Avanzaron por largos kilómetros, hasta darse cuenta que habían salido de Klavik; entonces Elizabeth se atrevió a preguntar a dónde iban.

—Empaqué sus cosas —Dijo su madre, mirando el camino—. Tengo libre hasta el lunes, iremos a un camping, alquilé una cabaña por el fin de semana. Allí hay capibaras, Cindy, sé que te encantan.

—Pero mañana tenemos que entregar el trabajo de Ingles —Dijo Cindy, preocupada.

—Mi amiga es dentista, me falsificó un par de justificativos. Si preguntan, les sacaron las muelas del juicio —Respondió Raquel, mirándola por el retrovisor. Ambas gemelas se miraron a los ojos, preocupadas—. No se preocupen. Quiero pasar un fin de semana con mis hijas, es todo.

—Es que es tan repentino que realmente asusta —Dijo Elizabeth con una sonrisa nerviosa—. Apareces de la nada, con un auto que no sabemos de dónde lo sacaste... ¿Nos vas a ahogar en un lago?

—Este auto me lo prestó mi compañera a cambio de llevarla al aeropuerto —Dijo Raquel con una sonrisa animada—. Aún no pierdo la habilidad que adquirí con el auto de Michael —Sonrió. Habían subida una autopista tan alta que permitía ver toda la ciudad, y más allá—. Les prometo que estoy ahorrando para un auto, chicas. El mismo modelo que teníamos antes. Denme un año más y lo tendremos, lo juro —La sonrisa se tornó melancólica.

—Quería olvidar que vendimos el auto de papá —Suspiró Cindy, mirando por la ventana—. Me recuerda el motivo de la venta...

—Fue difícil para todos, cielo —Raquel le miró el perfil a través del retrovisor—. Tengo este auto el resto del mes, Elizabeth. El otro viernes puedo llevarte a la universidad a buscar el libro.

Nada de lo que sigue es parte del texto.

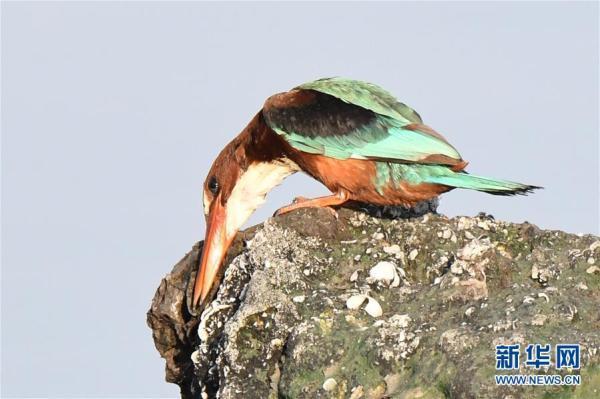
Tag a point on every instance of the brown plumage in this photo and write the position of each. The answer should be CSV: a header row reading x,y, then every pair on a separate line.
x,y
337,142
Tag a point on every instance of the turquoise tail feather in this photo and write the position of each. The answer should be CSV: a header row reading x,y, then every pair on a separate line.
x,y
479,183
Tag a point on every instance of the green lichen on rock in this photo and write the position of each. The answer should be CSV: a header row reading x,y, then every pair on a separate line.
x,y
281,324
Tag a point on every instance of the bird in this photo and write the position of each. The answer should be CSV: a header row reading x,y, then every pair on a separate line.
x,y
354,137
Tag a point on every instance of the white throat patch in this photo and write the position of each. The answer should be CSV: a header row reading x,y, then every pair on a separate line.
x,y
251,189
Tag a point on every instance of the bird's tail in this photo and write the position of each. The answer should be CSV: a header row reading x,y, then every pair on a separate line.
x,y
487,185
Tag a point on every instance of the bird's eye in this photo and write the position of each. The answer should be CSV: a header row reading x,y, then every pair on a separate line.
x,y
213,185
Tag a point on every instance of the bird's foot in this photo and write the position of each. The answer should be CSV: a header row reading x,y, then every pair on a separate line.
x,y
321,202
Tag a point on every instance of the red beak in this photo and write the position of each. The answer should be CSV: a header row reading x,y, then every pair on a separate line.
x,y
216,243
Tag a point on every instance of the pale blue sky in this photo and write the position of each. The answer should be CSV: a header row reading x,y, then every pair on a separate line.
x,y
113,113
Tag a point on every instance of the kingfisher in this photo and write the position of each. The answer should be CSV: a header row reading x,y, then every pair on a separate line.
x,y
354,137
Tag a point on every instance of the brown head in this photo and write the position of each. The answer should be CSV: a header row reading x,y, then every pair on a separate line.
x,y
235,186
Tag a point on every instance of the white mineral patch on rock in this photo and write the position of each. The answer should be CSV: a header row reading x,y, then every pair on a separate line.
x,y
392,249
355,301
373,308
593,270
329,384
384,272
413,254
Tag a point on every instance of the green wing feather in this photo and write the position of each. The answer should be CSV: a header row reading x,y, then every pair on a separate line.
x,y
398,144
365,95
389,134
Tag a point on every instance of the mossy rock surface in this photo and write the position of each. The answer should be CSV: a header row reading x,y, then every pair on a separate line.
x,y
280,327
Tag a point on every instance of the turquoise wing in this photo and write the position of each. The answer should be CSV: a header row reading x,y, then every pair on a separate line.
x,y
342,119
366,95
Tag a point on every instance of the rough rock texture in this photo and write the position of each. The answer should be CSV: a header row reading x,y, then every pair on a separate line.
x,y
300,313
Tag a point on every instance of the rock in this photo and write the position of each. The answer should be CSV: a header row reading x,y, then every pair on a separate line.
x,y
329,384
373,308
296,317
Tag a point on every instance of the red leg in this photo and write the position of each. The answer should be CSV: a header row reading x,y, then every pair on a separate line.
x,y
321,202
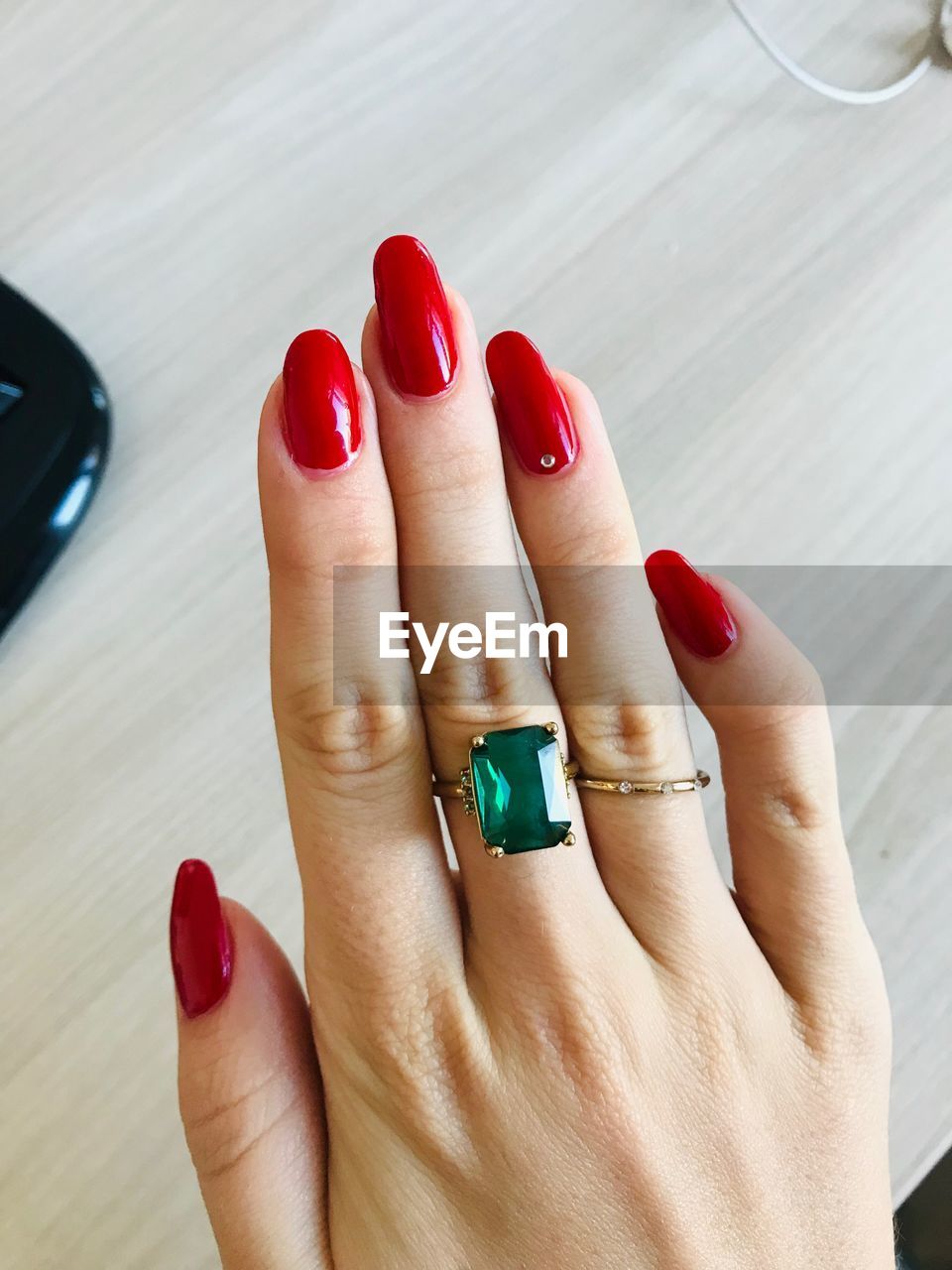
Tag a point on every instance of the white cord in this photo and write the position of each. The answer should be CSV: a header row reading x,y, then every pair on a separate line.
x,y
852,96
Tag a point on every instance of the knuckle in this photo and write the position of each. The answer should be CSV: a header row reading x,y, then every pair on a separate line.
x,y
594,544
644,738
797,807
356,532
465,475
851,1028
480,691
227,1124
352,739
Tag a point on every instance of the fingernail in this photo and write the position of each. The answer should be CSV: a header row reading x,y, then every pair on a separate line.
x,y
321,404
416,325
199,940
692,604
531,407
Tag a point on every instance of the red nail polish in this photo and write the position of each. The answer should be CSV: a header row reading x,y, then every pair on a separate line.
x,y
692,604
199,940
321,404
531,405
416,325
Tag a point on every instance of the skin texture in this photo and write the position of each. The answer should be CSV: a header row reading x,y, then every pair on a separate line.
x,y
599,1057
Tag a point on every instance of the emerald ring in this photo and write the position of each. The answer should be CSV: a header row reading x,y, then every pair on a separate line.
x,y
517,786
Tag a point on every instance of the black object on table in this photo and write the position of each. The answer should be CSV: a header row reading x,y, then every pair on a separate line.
x,y
54,444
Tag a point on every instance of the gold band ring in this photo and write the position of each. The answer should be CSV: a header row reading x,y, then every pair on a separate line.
x,y
690,784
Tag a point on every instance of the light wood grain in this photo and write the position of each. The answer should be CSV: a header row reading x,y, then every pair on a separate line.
x,y
756,284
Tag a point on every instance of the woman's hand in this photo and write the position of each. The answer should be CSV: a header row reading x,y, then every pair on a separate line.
x,y
561,1060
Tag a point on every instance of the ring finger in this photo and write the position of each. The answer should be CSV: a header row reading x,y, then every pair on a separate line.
x,y
440,449
619,688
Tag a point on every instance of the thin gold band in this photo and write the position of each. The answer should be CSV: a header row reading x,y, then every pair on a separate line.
x,y
690,784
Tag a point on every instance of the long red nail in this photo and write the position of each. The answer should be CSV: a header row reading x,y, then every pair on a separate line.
x,y
199,940
692,604
419,344
321,404
531,404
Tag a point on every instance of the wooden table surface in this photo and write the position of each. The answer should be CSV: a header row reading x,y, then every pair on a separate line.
x,y
754,282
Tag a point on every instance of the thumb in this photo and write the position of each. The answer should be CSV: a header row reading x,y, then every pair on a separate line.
x,y
249,1084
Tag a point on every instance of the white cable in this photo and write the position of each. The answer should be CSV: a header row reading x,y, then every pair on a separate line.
x,y
852,96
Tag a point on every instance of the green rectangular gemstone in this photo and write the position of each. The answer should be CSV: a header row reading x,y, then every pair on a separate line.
x,y
521,793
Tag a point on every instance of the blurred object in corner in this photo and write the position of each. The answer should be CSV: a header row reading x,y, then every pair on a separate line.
x,y
937,53
924,1222
54,443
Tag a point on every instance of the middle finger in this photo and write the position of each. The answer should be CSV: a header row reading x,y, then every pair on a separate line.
x,y
458,562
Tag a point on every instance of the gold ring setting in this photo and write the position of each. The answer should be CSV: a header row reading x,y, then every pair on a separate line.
x,y
518,788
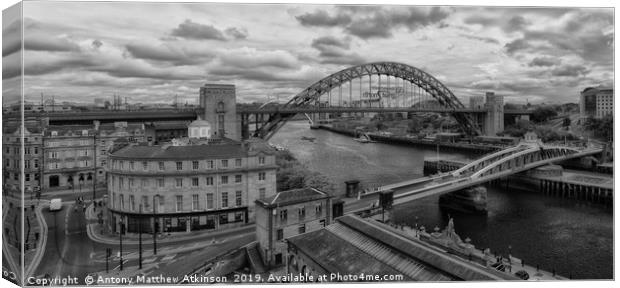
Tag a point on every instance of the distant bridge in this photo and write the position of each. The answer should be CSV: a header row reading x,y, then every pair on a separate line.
x,y
522,157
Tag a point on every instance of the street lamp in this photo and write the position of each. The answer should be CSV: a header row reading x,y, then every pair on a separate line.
x,y
155,225
120,235
140,238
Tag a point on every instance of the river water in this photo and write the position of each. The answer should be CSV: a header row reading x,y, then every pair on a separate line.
x,y
574,239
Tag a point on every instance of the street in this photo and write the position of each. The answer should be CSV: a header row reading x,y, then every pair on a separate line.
x,y
69,252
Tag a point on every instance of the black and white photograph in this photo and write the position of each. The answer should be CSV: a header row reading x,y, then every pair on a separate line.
x,y
168,143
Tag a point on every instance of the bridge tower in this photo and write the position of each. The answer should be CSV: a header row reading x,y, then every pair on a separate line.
x,y
494,120
219,104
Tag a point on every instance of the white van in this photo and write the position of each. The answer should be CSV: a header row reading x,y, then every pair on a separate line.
x,y
55,204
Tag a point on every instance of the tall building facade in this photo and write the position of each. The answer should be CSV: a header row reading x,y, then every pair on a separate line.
x,y
196,183
220,109
15,155
494,121
596,102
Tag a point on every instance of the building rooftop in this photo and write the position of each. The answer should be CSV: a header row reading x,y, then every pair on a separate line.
x,y
353,245
293,196
187,152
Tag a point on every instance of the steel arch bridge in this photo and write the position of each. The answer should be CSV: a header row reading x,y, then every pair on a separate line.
x,y
507,162
421,79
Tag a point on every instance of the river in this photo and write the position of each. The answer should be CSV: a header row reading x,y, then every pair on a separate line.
x,y
575,239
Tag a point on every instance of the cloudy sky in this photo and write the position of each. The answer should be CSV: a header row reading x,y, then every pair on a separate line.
x,y
150,52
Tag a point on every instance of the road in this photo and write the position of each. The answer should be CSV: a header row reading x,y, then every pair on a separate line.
x,y
69,252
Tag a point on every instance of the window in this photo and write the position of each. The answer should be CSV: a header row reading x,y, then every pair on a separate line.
x,y
179,203
318,209
238,198
195,203
302,213
132,203
209,201
224,218
283,215
224,199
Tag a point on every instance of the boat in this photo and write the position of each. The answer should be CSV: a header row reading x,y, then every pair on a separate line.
x,y
364,139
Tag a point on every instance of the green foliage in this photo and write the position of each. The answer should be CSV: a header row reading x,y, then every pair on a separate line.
x,y
601,128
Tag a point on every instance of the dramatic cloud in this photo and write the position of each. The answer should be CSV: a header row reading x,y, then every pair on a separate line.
x,y
168,53
237,33
192,30
77,51
374,22
544,62
322,18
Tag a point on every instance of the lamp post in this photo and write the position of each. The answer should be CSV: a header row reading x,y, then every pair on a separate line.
x,y
120,235
140,238
155,225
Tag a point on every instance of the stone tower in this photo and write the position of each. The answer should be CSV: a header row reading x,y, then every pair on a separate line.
x,y
220,109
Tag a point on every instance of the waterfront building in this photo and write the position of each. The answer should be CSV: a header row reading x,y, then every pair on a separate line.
x,y
356,246
220,108
286,214
194,183
596,102
12,154
75,156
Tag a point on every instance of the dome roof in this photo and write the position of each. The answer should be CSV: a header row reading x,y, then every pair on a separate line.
x,y
200,123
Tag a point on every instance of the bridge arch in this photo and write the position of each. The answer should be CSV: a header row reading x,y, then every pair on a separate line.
x,y
425,81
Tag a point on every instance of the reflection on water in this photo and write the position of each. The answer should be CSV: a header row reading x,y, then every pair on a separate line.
x,y
573,238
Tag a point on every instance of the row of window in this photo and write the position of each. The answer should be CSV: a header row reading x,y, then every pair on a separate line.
x,y
27,176
28,164
196,203
301,213
195,165
179,182
28,150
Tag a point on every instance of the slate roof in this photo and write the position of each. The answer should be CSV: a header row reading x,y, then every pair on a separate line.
x,y
216,151
288,197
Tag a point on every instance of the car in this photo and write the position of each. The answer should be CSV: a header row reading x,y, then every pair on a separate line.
x,y
55,204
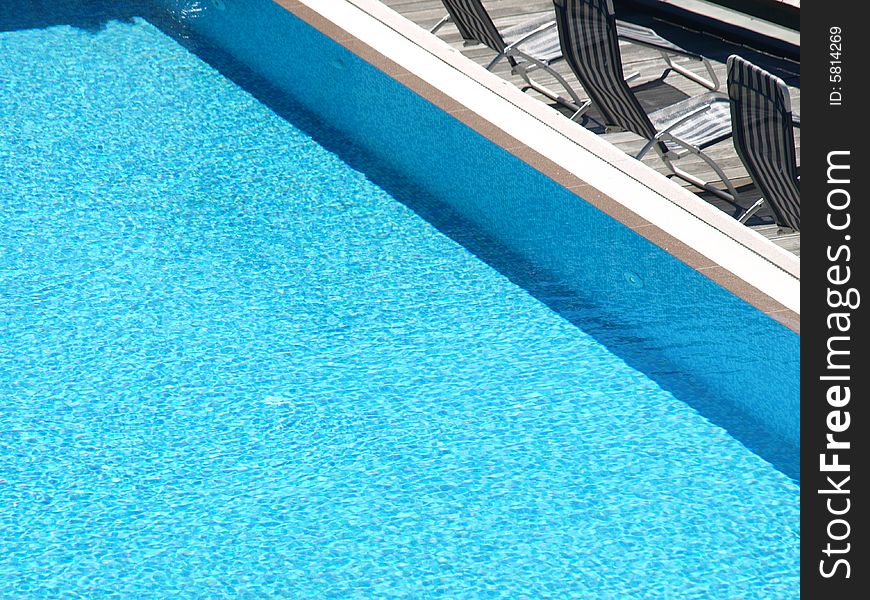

—No, gracias, mamá —Dijo Elizabeth, nerviosa—. Iré con un amigo.

—Bueno, yo decía —Se encogió de hombros—. Ustedes dos ya andan saliendo mucho con sus amigos. ¿Ya tengo un yerno?

—No, por mi parte no —Dijo Elizabeth, preparando sus auriculares para el viaje.

—¿Y tú Cindy? —Dijo su madre, mirándola por el espejo. Su hija albina lo negó, pero cuando sus pómulos pasaron de rosáceos a rojos, Raquel supo que mentía— Está bien, puedes decírmelo. Ya estás en edad. Pero espero que recuerdes la charla.

—La recuerdo, mamá. No te preocupes —Dijo Cindy en tono alargado, como si estuviese molesta. Pero estaba avergonzada.

Cindy apoyó la cabeza en la ventana y juntó sus blancos parpados de bordes rosáceos. Por suerte, el sol no estaba de su lado.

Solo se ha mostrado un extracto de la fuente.